The boy’s mother, Lorena Garcia, 23, said she hugged her two-year-old son Wilder tightly when she met him in the northern Honduran city of San Pedro Sula where he arrived by plane after spending nearly 20 days in the custody of Mexican authorities.
Wilder’s plight received international media attention after he was found alone in June near a cargo truck that carried dozens of migrants making their way through Veracruz state to the U.S. border with Mexico. Mexican security agents found Wilder half naked and surrounded by trash.
“I am happy to see Wilder again. I have suffered a lot with what happened,” Garcia told Reuters by phone after traveling six hours from her village to meet her son. “I am not putting him at risk anymore.”
Mexico’s National Migration Institute confirmed in a statement the boy was transferred to the care of Honduran officials on Friday with the intention of bringing him to his family.
The agency shared photos of the child, who appeared healthy, being carried by a Mexican migration officer along with a group of other children who were also on their way to be reunited with their families.
“We have a chicken soup for him for dinner, he loves that soup,” Garcia said. Ten other relatives, from grandparents to uncles, were gathered at the family’s house awaiting Wilder’s homecoming.
Garcia had said Wilder and his father had left the family’s home in Copan near the border with Guatemala in a bid to reach the United States and secure work. The father and son were traveling with a human smuggler- or coyote- before Wilder was found alone by Mexican authorities, Garcia said.

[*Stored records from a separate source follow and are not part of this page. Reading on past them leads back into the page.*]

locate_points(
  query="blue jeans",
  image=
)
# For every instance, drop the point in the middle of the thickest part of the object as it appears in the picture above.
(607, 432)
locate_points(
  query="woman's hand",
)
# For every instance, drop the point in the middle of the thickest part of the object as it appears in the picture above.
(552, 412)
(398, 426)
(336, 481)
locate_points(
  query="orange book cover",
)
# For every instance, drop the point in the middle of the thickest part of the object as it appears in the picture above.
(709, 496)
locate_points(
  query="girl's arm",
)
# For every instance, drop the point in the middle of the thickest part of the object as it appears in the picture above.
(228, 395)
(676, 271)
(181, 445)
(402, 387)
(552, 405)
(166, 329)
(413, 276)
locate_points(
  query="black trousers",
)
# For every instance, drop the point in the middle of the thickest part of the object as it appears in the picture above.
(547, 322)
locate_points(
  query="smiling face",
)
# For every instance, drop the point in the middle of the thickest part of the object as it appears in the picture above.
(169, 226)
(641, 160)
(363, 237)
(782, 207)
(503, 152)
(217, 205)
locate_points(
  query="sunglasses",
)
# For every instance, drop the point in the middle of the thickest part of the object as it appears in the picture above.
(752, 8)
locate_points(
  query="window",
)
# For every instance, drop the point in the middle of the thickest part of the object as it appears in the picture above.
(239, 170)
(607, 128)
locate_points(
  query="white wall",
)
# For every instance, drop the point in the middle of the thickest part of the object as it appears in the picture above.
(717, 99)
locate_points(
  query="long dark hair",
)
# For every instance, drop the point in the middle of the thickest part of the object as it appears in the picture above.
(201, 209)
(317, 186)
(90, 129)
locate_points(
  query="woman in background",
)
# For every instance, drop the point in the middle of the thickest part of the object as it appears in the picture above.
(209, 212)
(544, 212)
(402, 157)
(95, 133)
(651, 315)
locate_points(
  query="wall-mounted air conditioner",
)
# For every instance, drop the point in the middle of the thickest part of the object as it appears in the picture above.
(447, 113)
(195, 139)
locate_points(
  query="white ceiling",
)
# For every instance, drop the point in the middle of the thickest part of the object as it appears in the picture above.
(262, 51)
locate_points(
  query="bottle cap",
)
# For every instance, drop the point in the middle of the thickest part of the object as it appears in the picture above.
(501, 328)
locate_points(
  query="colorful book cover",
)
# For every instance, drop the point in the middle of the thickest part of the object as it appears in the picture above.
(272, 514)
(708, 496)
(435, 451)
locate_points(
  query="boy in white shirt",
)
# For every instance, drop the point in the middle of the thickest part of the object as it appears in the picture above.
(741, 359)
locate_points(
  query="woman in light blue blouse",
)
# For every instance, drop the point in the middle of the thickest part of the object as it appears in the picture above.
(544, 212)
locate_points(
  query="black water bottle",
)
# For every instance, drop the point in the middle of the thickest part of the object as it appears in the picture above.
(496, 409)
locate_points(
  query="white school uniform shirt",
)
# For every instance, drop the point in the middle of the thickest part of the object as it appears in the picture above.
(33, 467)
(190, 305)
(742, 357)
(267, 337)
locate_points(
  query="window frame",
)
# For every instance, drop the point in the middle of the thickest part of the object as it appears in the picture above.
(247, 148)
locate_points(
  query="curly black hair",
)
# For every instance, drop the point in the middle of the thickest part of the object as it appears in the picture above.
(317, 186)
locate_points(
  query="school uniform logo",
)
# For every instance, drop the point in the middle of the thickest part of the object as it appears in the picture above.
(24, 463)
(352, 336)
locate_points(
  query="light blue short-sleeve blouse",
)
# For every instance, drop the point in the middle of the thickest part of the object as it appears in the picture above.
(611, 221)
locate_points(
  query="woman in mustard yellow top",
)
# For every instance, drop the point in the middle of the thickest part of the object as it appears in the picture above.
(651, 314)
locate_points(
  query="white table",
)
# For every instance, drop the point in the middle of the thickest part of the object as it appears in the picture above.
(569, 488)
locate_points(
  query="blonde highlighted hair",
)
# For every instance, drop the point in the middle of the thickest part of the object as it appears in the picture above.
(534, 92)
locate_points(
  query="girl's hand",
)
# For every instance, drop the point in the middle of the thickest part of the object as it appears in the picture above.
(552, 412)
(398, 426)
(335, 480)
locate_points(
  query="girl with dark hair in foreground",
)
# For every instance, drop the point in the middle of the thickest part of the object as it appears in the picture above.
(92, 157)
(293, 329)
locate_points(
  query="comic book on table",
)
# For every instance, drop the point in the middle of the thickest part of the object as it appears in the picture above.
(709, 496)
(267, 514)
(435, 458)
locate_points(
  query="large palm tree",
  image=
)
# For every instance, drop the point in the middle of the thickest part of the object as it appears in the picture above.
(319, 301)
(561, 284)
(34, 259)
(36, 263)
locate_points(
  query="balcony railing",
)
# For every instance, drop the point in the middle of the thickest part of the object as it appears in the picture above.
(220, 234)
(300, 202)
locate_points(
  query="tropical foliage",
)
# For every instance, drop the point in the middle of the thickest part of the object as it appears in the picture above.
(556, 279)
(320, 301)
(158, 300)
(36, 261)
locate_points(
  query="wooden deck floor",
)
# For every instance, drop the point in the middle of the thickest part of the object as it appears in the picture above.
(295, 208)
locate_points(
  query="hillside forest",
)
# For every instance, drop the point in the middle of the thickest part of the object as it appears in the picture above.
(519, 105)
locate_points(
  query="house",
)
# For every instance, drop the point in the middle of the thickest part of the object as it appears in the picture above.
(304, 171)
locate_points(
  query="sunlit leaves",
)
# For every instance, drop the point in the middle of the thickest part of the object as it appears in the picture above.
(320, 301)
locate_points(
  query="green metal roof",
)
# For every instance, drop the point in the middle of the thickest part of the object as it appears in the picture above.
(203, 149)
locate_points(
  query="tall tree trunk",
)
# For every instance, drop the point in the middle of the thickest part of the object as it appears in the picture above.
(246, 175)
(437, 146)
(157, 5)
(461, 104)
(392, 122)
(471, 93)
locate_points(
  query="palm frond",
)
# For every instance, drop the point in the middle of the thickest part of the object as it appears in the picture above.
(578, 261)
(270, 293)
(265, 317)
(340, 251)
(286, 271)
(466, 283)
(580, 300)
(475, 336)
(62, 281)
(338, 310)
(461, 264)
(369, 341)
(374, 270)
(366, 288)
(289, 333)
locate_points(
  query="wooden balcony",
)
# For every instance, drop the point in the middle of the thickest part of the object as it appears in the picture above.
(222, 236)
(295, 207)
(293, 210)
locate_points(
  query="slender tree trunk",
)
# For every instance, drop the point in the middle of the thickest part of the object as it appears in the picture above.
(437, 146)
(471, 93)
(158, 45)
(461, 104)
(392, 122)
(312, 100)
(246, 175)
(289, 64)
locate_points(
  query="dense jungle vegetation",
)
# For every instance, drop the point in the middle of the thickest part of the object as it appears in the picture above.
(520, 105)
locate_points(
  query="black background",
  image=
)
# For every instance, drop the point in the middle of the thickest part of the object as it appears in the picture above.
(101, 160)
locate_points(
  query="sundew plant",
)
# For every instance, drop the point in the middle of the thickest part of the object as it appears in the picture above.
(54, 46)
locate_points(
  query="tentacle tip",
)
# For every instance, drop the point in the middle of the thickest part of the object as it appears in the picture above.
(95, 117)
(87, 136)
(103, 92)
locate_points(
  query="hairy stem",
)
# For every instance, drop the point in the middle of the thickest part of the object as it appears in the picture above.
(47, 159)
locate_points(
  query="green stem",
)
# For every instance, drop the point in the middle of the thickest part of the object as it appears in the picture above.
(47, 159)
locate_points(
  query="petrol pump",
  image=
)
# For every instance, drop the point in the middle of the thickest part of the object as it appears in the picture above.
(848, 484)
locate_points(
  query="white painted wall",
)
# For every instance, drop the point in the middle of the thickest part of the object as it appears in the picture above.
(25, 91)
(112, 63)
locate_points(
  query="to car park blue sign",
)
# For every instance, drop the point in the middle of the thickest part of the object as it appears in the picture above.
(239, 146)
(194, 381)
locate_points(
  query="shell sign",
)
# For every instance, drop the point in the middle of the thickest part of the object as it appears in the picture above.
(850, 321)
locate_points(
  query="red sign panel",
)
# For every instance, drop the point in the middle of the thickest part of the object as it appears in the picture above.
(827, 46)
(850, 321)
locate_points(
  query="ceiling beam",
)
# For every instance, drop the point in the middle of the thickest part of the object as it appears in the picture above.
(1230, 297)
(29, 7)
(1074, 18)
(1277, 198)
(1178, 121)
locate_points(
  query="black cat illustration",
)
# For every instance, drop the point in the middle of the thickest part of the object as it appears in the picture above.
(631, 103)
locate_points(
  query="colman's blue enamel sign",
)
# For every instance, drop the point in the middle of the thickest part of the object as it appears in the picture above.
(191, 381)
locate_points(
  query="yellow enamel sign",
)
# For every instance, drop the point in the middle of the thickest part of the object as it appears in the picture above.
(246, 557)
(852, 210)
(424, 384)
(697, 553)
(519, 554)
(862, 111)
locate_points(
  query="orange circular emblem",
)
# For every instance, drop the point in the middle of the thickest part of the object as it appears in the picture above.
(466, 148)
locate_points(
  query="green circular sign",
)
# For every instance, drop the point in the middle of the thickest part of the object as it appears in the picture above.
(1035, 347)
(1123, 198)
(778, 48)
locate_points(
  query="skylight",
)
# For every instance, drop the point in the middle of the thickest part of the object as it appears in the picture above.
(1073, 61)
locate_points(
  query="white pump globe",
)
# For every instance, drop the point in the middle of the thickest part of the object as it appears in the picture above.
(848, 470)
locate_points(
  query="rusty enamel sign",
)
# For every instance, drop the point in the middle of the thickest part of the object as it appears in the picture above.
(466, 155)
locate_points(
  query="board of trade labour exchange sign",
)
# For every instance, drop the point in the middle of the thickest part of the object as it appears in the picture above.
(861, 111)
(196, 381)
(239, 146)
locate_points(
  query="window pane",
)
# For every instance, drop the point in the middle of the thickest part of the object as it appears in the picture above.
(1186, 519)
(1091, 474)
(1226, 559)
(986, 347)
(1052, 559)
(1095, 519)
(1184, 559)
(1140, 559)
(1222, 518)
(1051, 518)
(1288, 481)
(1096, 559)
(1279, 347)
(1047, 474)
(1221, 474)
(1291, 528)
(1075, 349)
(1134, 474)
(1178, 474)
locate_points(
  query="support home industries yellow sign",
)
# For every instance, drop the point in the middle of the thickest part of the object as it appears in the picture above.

Wilder’s father is being held at an immigration center, she told Reuters.
There has been an increase this year in unaccompanied children, mainly from Central America, arriving at the U.S.-Mexico border, even as the administration of President Joe Biden warns migrants not to come.
Migrants who cross Mexico to reach the United States, many of whom are fleeing violence and poverty in their home countries, often face a perilous journey with the risk of kidnappings, killings and other violent crime.